Keramik wird als Material zur Verblendung von festsitzenden Kronen und Brücken eingesetzt. Auf die Gold-Unterlage wird die Keramik aufgebrannt. Die Farbe kann exakt an die natürliche Zahnfarbe angepasst werden und durch Bemalung ganz individuell gestaltet werden.
Heute ist es auch möglich Einzelkronen aus Voll-Keramik herzustellen, das heißt metallfrei. Bei Brücken und größerem Zahnersatz ist eine metallfreie vollkeramisch Gestaltung nicht ideal da die Keramik dann zu bruchgefährdet ist.
Keramik ist gut biologisch verträglich und verfärbt sich auch nach vielen Jahren nicht. 
Ein neuartiger keramischer Werkstoff ist das Zirkoniumoxid.

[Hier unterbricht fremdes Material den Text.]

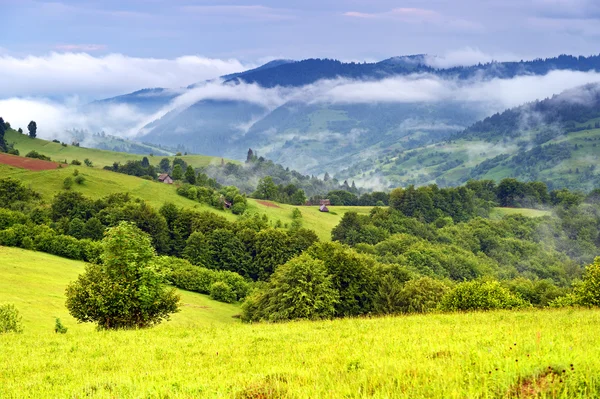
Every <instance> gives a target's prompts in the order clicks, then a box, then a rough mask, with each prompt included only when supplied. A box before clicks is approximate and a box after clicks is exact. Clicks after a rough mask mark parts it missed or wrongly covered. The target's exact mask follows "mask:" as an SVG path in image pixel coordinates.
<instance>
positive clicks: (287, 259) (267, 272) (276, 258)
mask: <svg viewBox="0 0 600 399" xmlns="http://www.w3.org/2000/svg"><path fill="white" fill-rule="evenodd" d="M254 245H255V247H254V248H255V251H256V255H255V257H254V262H253V264H252V270H251V272H250V273H249V277H251V278H252V279H254V280H257V279H260V280H267V279H268V278H269V276H270V275H271V274H273V272H274V271H275V269H276V268H277V266H279V265H283V264H284V263H285V262H287V261H288V260H290V259H291V258H292V257H293V256H294V253H293V252H292V251H291V248H290V237H289V236H288V235H287V233H286V232H285V231H281V230H277V229H266V230H263V231H261V232H259V233H258V234H256V236H255V239H254Z"/></svg>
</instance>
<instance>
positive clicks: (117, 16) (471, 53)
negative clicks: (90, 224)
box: [0, 0, 600, 98]
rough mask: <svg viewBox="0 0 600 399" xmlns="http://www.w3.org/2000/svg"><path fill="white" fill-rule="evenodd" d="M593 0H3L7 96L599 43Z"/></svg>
mask: <svg viewBox="0 0 600 399" xmlns="http://www.w3.org/2000/svg"><path fill="white" fill-rule="evenodd" d="M599 3H600V1H598V0H453V1H450V0H418V1H417V0H406V1H401V0H256V1H254V0H96V1H92V0H62V1H61V0H55V1H46V0H0V15H2V21H3V23H2V33H1V34H0V76H2V80H3V90H2V91H1V93H0V98H7V97H13V96H49V95H52V96H66V95H75V94H77V95H81V96H86V97H92V98H99V97H103V96H109V95H115V94H119V93H124V92H128V91H131V90H135V89H139V88H143V87H156V86H162V87H180V86H185V85H188V84H190V83H193V82H197V81H201V80H204V79H210V78H214V77H217V76H219V75H222V74H226V73H231V72H236V71H240V70H243V69H245V68H250V67H253V66H256V65H259V64H261V63H263V62H265V61H268V60H270V59H273V58H293V59H301V58H308V57H329V58H338V59H342V60H360V61H363V60H367V61H372V60H380V59H383V58H387V57H390V56H395V55H404V54H416V53H428V54H438V55H441V56H444V57H445V59H446V60H447V62H448V63H449V64H460V63H464V64H469V63H476V62H480V61H489V60H491V59H496V60H510V59H521V58H534V57H545V56H554V55H558V54H560V53H569V54H583V55H589V54H594V53H598V52H600V50H599V49H598V46H597V43H598V39H600V5H599Z"/></svg>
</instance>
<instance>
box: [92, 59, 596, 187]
mask: <svg viewBox="0 0 600 399" xmlns="http://www.w3.org/2000/svg"><path fill="white" fill-rule="evenodd" d="M430 59H431V57H430V56H427V55H423V54H420V55H409V56H400V57H393V58H389V59H386V60H383V61H380V62H375V63H352V62H351V63H344V62H340V61H337V60H330V59H308V60H303V61H292V60H275V61H272V62H270V63H267V64H265V65H263V66H261V67H259V68H256V69H252V70H249V71H243V72H240V73H236V74H231V75H227V76H223V77H222V78H221V79H220V80H219V81H213V82H212V83H211V84H212V85H214V84H215V83H216V84H222V85H224V86H223V87H224V88H226V87H227V86H229V89H231V88H232V87H235V86H236V85H240V84H243V83H252V84H255V85H257V86H260V87H262V88H265V89H269V88H271V89H273V88H278V89H274V90H273V91H274V92H278V93H279V92H281V93H285V92H286V90H287V91H292V90H296V89H297V88H298V89H297V90H298V91H302V90H308V89H307V88H310V87H311V86H309V85H311V84H313V83H315V82H318V81H323V80H333V79H338V78H345V79H352V80H364V81H371V82H372V81H379V80H381V79H384V78H388V77H393V76H404V75H410V74H415V73H427V74H430V75H432V76H440V77H445V78H453V79H456V80H458V81H460V80H466V79H471V78H473V77H477V78H478V79H493V78H512V77H515V76H519V75H543V74H546V73H548V72H550V71H553V70H562V69H569V70H575V71H591V70H600V56H591V57H573V56H567V55H561V56H559V57H555V58H548V59H536V60H532V61H519V62H503V63H498V62H492V63H487V64H478V65H472V66H466V67H455V68H448V69H436V68H433V67H432V66H430V65H428V62H429V60H430ZM203 87H207V83H206V82H204V83H196V84H193V85H190V86H189V87H188V88H184V89H177V90H168V89H160V88H156V89H145V90H141V91H138V92H135V93H131V94H127V95H124V96H120V97H115V98H112V99H107V100H103V101H99V102H96V103H94V106H103V105H107V104H112V105H114V104H127V105H131V106H133V107H135V108H139V109H140V110H142V112H149V113H154V112H157V111H158V110H160V109H163V108H165V107H166V106H167V105H169V104H170V103H171V102H172V101H173V100H174V99H175V98H176V97H177V96H178V95H180V94H185V93H189V92H190V91H191V90H200V91H201V90H202V88H203ZM210 88H211V90H212V89H214V86H210ZM209 91H210V90H209ZM230 91H231V90H230ZM308 93H309V94H308V99H303V100H299V99H297V98H293V97H292V98H290V99H288V100H285V101H282V103H280V104H275V105H269V106H267V105H264V102H261V101H257V102H250V100H247V99H245V97H244V98H240V99H236V98H231V96H229V97H227V99H223V98H221V97H219V96H215V98H213V99H206V97H207V96H206V95H203V96H201V97H202V98H204V99H203V100H200V101H198V102H195V103H194V102H192V103H190V104H187V105H183V106H179V107H177V108H175V109H171V107H169V109H170V110H169V112H167V113H166V114H164V115H163V116H162V117H160V118H158V119H156V120H154V121H153V122H151V123H149V124H148V125H146V126H145V127H144V128H143V129H142V131H141V132H140V137H139V139H140V140H142V141H144V142H151V143H155V144H160V145H165V146H168V147H171V148H172V147H177V146H181V145H183V146H185V148H186V149H187V150H189V151H193V152H198V153H204V154H209V155H215V156H226V157H229V158H234V159H243V158H244V157H245V154H246V151H247V149H248V148H253V149H256V150H258V152H259V153H260V154H261V155H265V156H267V157H268V158H270V159H273V160H274V161H276V162H279V163H282V164H285V165H289V166H291V167H294V168H295V169H298V170H300V171H301V172H303V173H314V174H322V173H324V172H325V171H328V172H330V173H335V172H340V171H342V170H343V169H346V171H345V172H344V173H346V174H354V175H353V176H358V175H359V174H360V175H365V176H367V175H366V172H368V173H371V172H373V173H378V174H382V173H383V174H388V175H389V176H395V179H396V180H397V181H399V182H404V181H425V180H426V179H429V180H427V181H435V180H436V179H437V177H438V176H442V175H448V171H449V170H454V172H453V173H455V174H456V176H454V175H452V176H451V177H450V178H449V180H448V181H447V184H453V182H455V181H458V180H460V179H464V178H465V176H466V175H465V173H458V171H459V170H456V167H457V166H458V162H460V161H461V160H460V159H458V158H456V157H453V156H450V155H448V156H447V157H449V159H451V160H452V162H453V163H448V162H442V164H440V165H437V164H436V165H437V166H436V169H435V172H433V175H432V176H434V175H435V177H433V178H430V176H429V175H428V174H427V173H420V174H421V175H422V176H412V174H409V173H408V172H407V171H406V170H405V169H403V170H401V171H396V169H397V168H396V167H392V166H389V165H388V163H387V159H388V158H390V157H391V158H394V157H395V156H396V155H397V154H400V153H405V152H406V151H408V150H413V149H417V148H424V147H426V146H428V145H434V144H436V143H439V142H440V141H444V140H447V139H448V138H449V137H451V136H453V135H455V134H458V133H459V132H461V131H463V130H465V129H466V128H467V127H468V126H470V125H472V124H473V123H475V122H476V121H477V120H480V119H482V118H484V117H486V116H488V115H489V108H488V107H486V106H485V104H475V103H473V102H471V103H465V102H461V101H460V100H457V101H440V102H432V103H424V102H418V103H417V102H415V103H393V102H388V103H375V102H373V103H369V102H365V103H360V104H344V103H333V102H331V101H325V100H323V99H319V98H312V97H310V91H308ZM261 95H262V94H261ZM265 95H267V94H265ZM268 95H272V93H271V94H268ZM190 97H193V96H190ZM208 97H209V98H210V93H209V94H208ZM259 103H260V104H259ZM482 123H484V122H483V121H482ZM486 123H487V122H486ZM493 123H494V124H496V122H493ZM506 128H507V129H508V128H510V129H512V130H511V131H515V126H512V127H506ZM472 129H478V128H477V127H473V128H471V129H470V130H469V129H468V130H465V132H463V133H462V134H463V136H460V137H458V136H453V137H455V139H456V140H468V139H469V138H468V137H467V136H468V135H469V134H471V133H473V132H474V131H473V130H472ZM469 132H471V133H469ZM493 132H494V131H493V129H491V130H489V131H487V132H483V133H481V134H483V135H485V134H493ZM481 139H483V138H481ZM453 140H454V139H453ZM480 152H482V153H483V152H486V151H480ZM496 152H497V148H496V149H492V150H491V151H487V152H486V153H496ZM496 155H498V154H496ZM481 157H483V156H480V157H473V156H471V157H470V158H469V159H471V160H473V162H476V161H477V160H479V159H480V158H481ZM391 158H390V159H391ZM394 159H395V158H394ZM394 162H398V161H397V160H395V161H394ZM431 162H433V161H428V163H431ZM463 162H466V160H463ZM428 163H425V164H428ZM379 165H381V166H379ZM394 165H397V164H394ZM398 165H399V164H398ZM453 165H454V166H453ZM352 167H354V168H352ZM432 167H433V166H432ZM378 169H379V170H378ZM355 171H358V172H360V173H355ZM400 174H401V175H402V176H403V178H402V179H400V178H399V177H398V176H400ZM409 176H410V177H409ZM388 180H389V179H388Z"/></svg>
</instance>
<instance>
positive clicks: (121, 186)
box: [0, 164, 371, 240]
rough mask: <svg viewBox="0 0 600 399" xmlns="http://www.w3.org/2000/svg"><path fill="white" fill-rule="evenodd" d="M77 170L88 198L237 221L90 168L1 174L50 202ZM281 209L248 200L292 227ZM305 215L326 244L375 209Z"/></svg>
mask: <svg viewBox="0 0 600 399" xmlns="http://www.w3.org/2000/svg"><path fill="white" fill-rule="evenodd" d="M75 169H77V170H78V171H79V174H80V175H81V176H83V177H85V182H84V184H82V185H78V184H73V187H72V190H73V191H78V192H81V193H82V194H84V195H85V196H87V197H89V198H92V199H98V198H101V197H104V196H106V195H108V194H114V193H122V192H128V193H130V194H131V195H132V196H134V197H138V198H141V199H143V200H145V201H146V202H148V203H149V204H151V205H152V206H153V207H155V208H160V207H161V206H162V205H163V204H164V203H165V202H171V203H174V204H175V205H177V206H181V207H185V208H195V209H198V210H201V211H211V212H214V213H216V214H218V215H221V216H224V217H226V218H227V219H229V220H235V219H236V218H237V216H235V215H233V214H232V213H231V212H229V211H219V210H217V209H215V208H213V207H211V206H209V205H206V204H200V203H198V202H196V201H192V200H190V199H187V198H185V197H182V196H180V195H178V194H177V192H176V186H175V185H170V184H163V183H159V182H155V181H149V180H144V179H141V178H138V177H135V176H128V175H124V174H121V173H115V172H111V171H107V170H102V169H97V168H88V167H86V166H72V165H71V166H68V167H66V168H62V169H53V170H45V171H39V172H35V171H30V170H27V169H21V168H17V167H13V166H8V165H2V164H0V174H1V175H2V176H4V177H13V178H15V179H19V180H21V181H22V182H23V183H24V184H25V185H26V186H27V187H30V188H31V189H33V190H35V191H37V192H39V193H40V194H42V196H43V197H44V199H45V200H47V201H50V200H52V198H53V197H54V195H56V193H58V192H60V191H61V190H62V189H63V181H64V179H65V178H67V177H69V176H71V177H73V172H74V171H75ZM277 206H278V207H267V206H265V205H262V204H260V203H258V201H256V200H253V199H249V200H248V212H251V213H257V214H259V215H263V214H265V215H267V217H269V219H270V220H271V221H272V222H276V221H277V220H281V223H283V224H286V223H287V224H288V225H289V224H291V222H292V210H293V209H294V208H296V206H293V205H285V204H277ZM297 208H298V209H300V211H301V212H302V216H303V219H302V221H303V227H305V228H308V229H311V230H314V231H315V232H316V233H317V235H318V236H319V238H321V239H322V240H329V239H331V230H332V229H333V228H334V227H335V226H336V225H337V224H338V223H339V221H340V220H341V218H342V216H343V215H344V214H345V213H346V212H349V211H354V212H357V213H361V214H368V213H369V212H370V210H371V207H349V206H339V207H337V206H333V207H331V212H330V213H323V212H319V207H318V206H310V207H308V206H299V207H297Z"/></svg>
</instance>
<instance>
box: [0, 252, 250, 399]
mask: <svg viewBox="0 0 600 399" xmlns="http://www.w3.org/2000/svg"><path fill="white" fill-rule="evenodd" d="M84 268H85V264H84V263H83V262H79V261H74V260H70V259H64V258H60V257H58V256H54V255H48V254H45V253H42V252H34V251H27V250H24V249H19V248H8V247H2V246H0V276H2V278H1V279H0V304H1V303H13V304H14V305H15V306H16V307H17V308H18V309H19V311H20V313H21V315H22V316H23V325H24V329H25V332H26V333H27V334H29V333H32V334H38V333H43V332H44V331H52V330H53V328H54V321H55V318H56V317H58V318H60V319H61V321H62V322H63V324H65V325H66V326H67V327H68V328H69V330H71V331H73V333H79V332H86V331H92V330H93V327H92V326H91V325H90V324H78V323H77V322H76V321H75V319H73V318H72V317H71V316H70V315H69V313H68V311H67V309H66V308H65V288H66V286H67V284H69V282H70V281H73V280H75V279H76V278H77V276H78V275H79V274H80V273H82V272H83V271H84ZM179 293H180V295H181V303H182V308H181V312H179V313H176V314H175V315H173V316H172V318H171V320H170V321H169V322H167V323H166V324H168V325H176V326H185V327H194V326H201V325H206V324H212V323H218V324H223V323H238V322H239V321H238V320H239V319H237V318H234V317H233V316H235V315H237V314H239V307H238V306H237V305H230V304H225V303H222V302H217V301H213V300H212V299H210V298H209V297H207V296H205V295H200V294H196V293H193V292H188V291H182V290H179ZM0 397H2V395H0Z"/></svg>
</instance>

Kunststoff        zahnfarben

Zahnfarbene Kunststoffe dienen der Verblendung von Zahnersatz zur Abdeckung des Metalls im sichtbaren Bereich. Kunststoffe als Verblendmaterialien haben heute einen hohen Standard erreicht. Bei abnehmbarem Zahnersatz ist es das Verblendmaterial der Wahl denn hier ist Keramik auf Grund der Härte nicht ideal. Bei festsitzendem Zahnersatz ist Keramik dem Kunststoff als Verblendmaterial vorzuziehen. Kunststoffe können sich im Laufe der Jahre verfärben . Bei abnehmbarem Zahnersatz kann man dann die Verblendungen erneuern, bei festsitzendem Zahnersatz eigentlich nicht. An Kunststoffe lagert sich leichter Plaque an als an natürliche Zahnsubstanz oder Keramik. Sachgemäße Reinigung des Zahnersatzes ohne scharfe Mittel ist Grundvoraussetzung für den Langzeiterhalt der Verblendungen.
Die Verwendung von Kunststoffen alleine ohne Metallunterlage für festsitzenden Zahnersatz beschränkt sich auf wenige Ausnahmen da das Material hierfür zu instabil ist und daher allenfalls geeignet für sehr kleine Klebebrücken oder nur vorübergehenden Zahnersatz in Ausnahmefällen.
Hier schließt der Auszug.